The Lead Acid battery is made up of plates, lead, and lead oxide (various other elements are used to change density, hardness, porosity, etc.) with a 1/3 sulfuric acid and 2/3 water solution. This solution is called electrolyte, which causes a chemical reaction that produce electrons. When you test a battery with a hydrometer, you are measuring the amount of sulfuric acid in the electrolyte. If your reading is low, that means the chemistry that makes electrons is lacking. So where did the sulfur go? It is resting on the battery plates and when you recharge the battery, the sulfur returns to the electrolyte.


sorry... I'm tired & my head hurts... that came out a LOT more snarky than I meant. :ignore:


----------



## NaeKid (Oct 17, 2008)

Wow!

Thanks for explaining to me why it did what it did. I told a couple other people of my experiment and they all called *BS* on me. I just shrugged my shoulder and said that I didn't know why it worked, it just did.

:thankyou:


----------



## Jimmy24 (Apr 20, 2011)

I'm thinking you had some REALLY GOOD batteries. 130 amp 12v altenator would require close to 6 hp to charge. Now it will charge at low speed, but amps will be low. 
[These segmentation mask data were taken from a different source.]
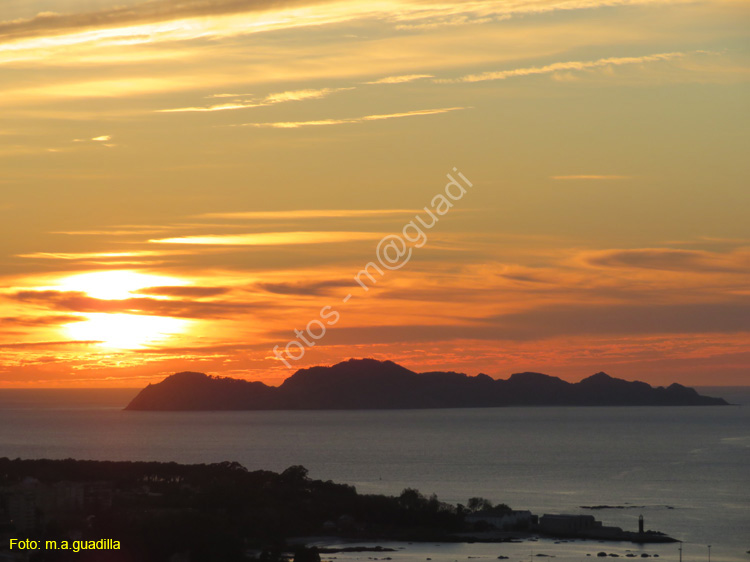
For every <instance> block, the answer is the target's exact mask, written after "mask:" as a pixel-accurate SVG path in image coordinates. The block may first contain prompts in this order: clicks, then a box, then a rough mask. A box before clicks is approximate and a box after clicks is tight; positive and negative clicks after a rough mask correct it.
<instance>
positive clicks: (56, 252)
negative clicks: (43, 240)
mask: <svg viewBox="0 0 750 562" xmlns="http://www.w3.org/2000/svg"><path fill="white" fill-rule="evenodd" d="M164 255H166V252H163V251H154V250H139V251H133V252H34V253H32V254H18V255H17V256H16V257H18V258H25V259H43V260H90V259H120V258H142V257H154V256H164Z"/></svg>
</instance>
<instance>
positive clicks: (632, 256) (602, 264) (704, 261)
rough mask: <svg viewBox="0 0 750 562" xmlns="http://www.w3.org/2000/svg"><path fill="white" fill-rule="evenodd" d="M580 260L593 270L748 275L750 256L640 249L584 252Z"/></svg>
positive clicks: (606, 250) (687, 250) (666, 248)
mask: <svg viewBox="0 0 750 562" xmlns="http://www.w3.org/2000/svg"><path fill="white" fill-rule="evenodd" d="M580 259H582V260H583V262H584V263H585V264H587V265H591V266H595V267H612V268H638V269H656V270H665V271H684V272H689V273H740V274H745V275H747V274H750V253H748V252H746V251H738V252H732V253H718V252H706V251H699V250H676V249H672V248H643V249H631V250H602V251H596V252H585V253H583V254H582V255H581V256H580Z"/></svg>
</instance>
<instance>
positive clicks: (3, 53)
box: [0, 0, 750, 387]
mask: <svg viewBox="0 0 750 562" xmlns="http://www.w3.org/2000/svg"><path fill="white" fill-rule="evenodd" d="M251 6H252V7H250V5H245V4H244V3H237V2H232V1H229V0H226V1H225V0H217V1H215V2H211V3H206V2H198V1H197V0H196V1H191V0H188V1H187V2H185V1H181V2H176V1H173V0H157V1H156V2H139V1H135V0H131V1H129V2H125V3H121V2H113V1H111V0H86V1H83V0H71V1H70V2H67V3H66V4H65V11H64V13H63V12H61V9H60V6H59V2H53V1H52V0H32V1H30V2H29V1H26V0H24V1H20V0H11V1H10V2H9V3H8V6H7V7H5V6H4V8H3V15H2V18H3V19H4V20H5V22H4V23H3V22H0V72H1V73H2V76H3V80H2V82H0V193H2V195H3V197H2V199H0V256H1V258H0V387H17V386H40V387H59V386H128V387H140V386H143V385H145V384H146V383H147V382H154V381H157V380H160V379H161V378H163V377H164V376H165V375H167V374H170V373H172V372H175V371H180V370H198V371H203V372H208V373H213V374H221V375H228V376H234V377H242V378H248V379H252V380H263V381H265V382H268V383H270V384H278V383H279V382H281V381H282V380H283V379H284V378H286V377H288V376H289V375H291V374H292V373H293V372H294V369H296V368H299V367H303V366H309V365H314V364H330V363H334V362H337V361H340V360H344V359H347V358H350V357H376V358H381V359H392V360H394V361H396V362H399V363H401V364H403V365H405V366H407V367H409V368H412V369H414V370H418V371H427V370H438V369H441V370H456V371H461V372H466V373H469V374H476V373H479V372H484V373H487V374H489V375H491V376H495V377H502V378H505V377H507V376H508V375H509V374H511V373H513V372H519V371H541V372H545V373H548V374H551V375H556V376H560V377H562V378H565V379H567V380H579V379H581V378H583V377H585V376H588V375H590V374H593V373H595V372H597V371H601V370H604V371H606V372H608V373H610V374H611V375H613V376H617V377H621V378H626V379H640V380H645V381H647V382H650V383H654V384H669V383H671V382H675V381H676V382H681V383H684V384H690V385H743V384H749V383H750V228H749V227H748V221H747V214H748V213H747V211H748V208H750V191H748V189H747V186H748V185H750V178H749V177H748V175H749V174H748V166H747V163H746V160H747V150H748V148H749V147H750V143H748V131H750V126H749V125H750V123H748V115H750V112H748V109H750V108H749V107H748V102H747V100H748V99H750V96H749V95H748V94H750V92H748V76H749V75H750V73H748V65H747V62H748V45H749V44H748V41H747V31H746V30H747V29H748V26H747V24H748V23H750V17H748V15H749V12H750V10H749V9H748V4H747V3H744V2H739V1H735V0H725V1H700V0H699V1H698V2H683V1H680V0H667V1H664V2H658V3H653V2H648V1H645V0H644V1H638V0H614V1H609V0H521V1H519V2H513V3H508V2H499V1H482V0H479V1H476V2H433V1H427V2H401V1H396V0H393V1H384V2H364V1H363V2H359V1H350V2H335V1H330V2H316V1H312V0H308V1H305V0H302V1H299V2H292V3H278V2H273V1H268V2H258V3H253V4H252V5H251ZM52 12H55V13H52ZM666 22H669V23H668V24H667V23H666ZM459 173H461V174H463V176H459ZM448 174H450V175H451V176H452V178H453V179H454V180H455V181H456V182H457V183H458V184H460V185H461V186H463V187H457V186H456V185H455V184H454V185H453V187H452V188H447V189H449V190H450V189H453V191H451V192H450V193H452V194H453V195H454V196H456V195H460V197H454V198H451V197H450V193H449V194H446V184H448V183H449V182H450V181H451V179H450V178H448V177H447V175H448ZM462 178H463V179H462ZM458 190H463V191H462V192H461V193H459V191H458ZM438 194H441V195H438ZM441 205H442V207H440V206H441ZM425 207H426V208H427V209H428V210H432V211H433V215H434V216H436V217H437V218H438V219H439V220H437V221H436V222H435V224H434V225H433V226H432V227H429V228H428V227H426V226H420V225H422V224H424V223H420V222H419V218H418V217H421V218H422V219H423V221H428V222H429V221H430V216H429V214H428V213H427V211H426V210H425ZM436 208H440V209H441V210H442V211H444V212H439V211H435V209H436ZM409 225H411V226H409ZM388 236H391V238H385V237H388ZM394 236H398V238H394ZM381 241H383V242H382V243H381ZM394 244H395V245H394ZM398 244H403V247H399V246H398ZM379 247H380V254H379V253H378V248H379ZM399 248H400V249H401V250H403V251H407V250H408V251H409V252H410V255H411V258H410V259H409V260H408V263H404V264H403V267H399V266H401V265H402V264H401V263H398V264H396V266H395V267H388V266H389V265H391V266H393V265H394V263H393V262H389V261H388V260H389V256H390V257H393V256H394V255H395V253H396V251H397V250H398V249H399ZM388 252H390V254H389V253H388ZM378 257H380V261H378ZM370 262H372V263H374V264H376V265H378V267H380V270H381V272H382V275H380V274H377V275H375V279H374V280H372V279H370V280H368V279H367V278H366V277H365V278H364V279H365V281H366V282H365V285H366V286H367V290H365V289H364V288H363V287H362V286H361V285H360V284H358V282H357V280H356V277H357V275H358V272H360V271H361V270H363V268H365V267H366V266H367V264H368V263H370ZM371 271H373V270H371ZM359 278H360V279H363V276H362V275H359ZM334 315H335V316H334ZM323 328H324V329H325V333H324V334H322V329H323ZM295 330H301V332H297V334H295ZM306 330H311V331H312V334H313V335H312V336H311V335H310V334H309V333H307V332H306ZM299 334H302V336H300V335H299ZM316 337H318V339H316ZM305 340H306V341H307V342H309V343H305ZM291 341H295V342H298V343H295V344H289V342H291ZM300 342H302V343H300ZM312 343H314V344H315V345H311V344H312ZM288 344H289V345H288ZM276 346H278V347H276ZM274 348H276V350H277V351H276V353H274V351H273V350H274ZM287 351H288V352H289V353H291V354H292V356H290V355H288V354H287ZM303 352H304V353H303ZM297 356H299V358H298V359H296V358H295V357H297ZM285 363H287V364H288V365H289V366H290V367H291V369H290V368H288V367H287V366H286V365H285Z"/></svg>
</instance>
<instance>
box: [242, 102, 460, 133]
mask: <svg viewBox="0 0 750 562" xmlns="http://www.w3.org/2000/svg"><path fill="white" fill-rule="evenodd" d="M462 109H469V108H468V107H442V108H438V109H420V110H416V111H406V112H403V113H387V114H382V115H365V116H364V117H354V118H349V119H323V120H318V121H280V122H276V123H242V124H241V125H239V126H240V127H263V128H267V127H270V128H274V129H298V128H300V127H314V126H324V125H347V124H351V123H365V122H368V121H383V120H385V119H399V118H401V117H416V116H420V115H439V114H441V113H448V112H450V111H459V110H462Z"/></svg>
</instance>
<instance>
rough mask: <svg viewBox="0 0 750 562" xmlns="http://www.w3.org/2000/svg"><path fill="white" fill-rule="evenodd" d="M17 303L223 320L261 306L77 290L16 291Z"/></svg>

As an altenator charges, voltage will be low if the load (battery in this case) is high. As voltage goes up (battery gets charged) voltage will go up.

In other words high amp, lo voltage. low amps, hi voltage.

I think the batteries were fully charged and just managed to turn the motor, but I don't think any real power was ever made. 

Blob's caltulations prove it out.

Worked on automotive electrical for a living for about 6 years when I was young. Learned a bunch. Made all sorts of chargers thru the years. 

Now you want a good setup, wood-gasification, 6 hp engine, turning that altenator. WoooHooo...

Jimmy


----------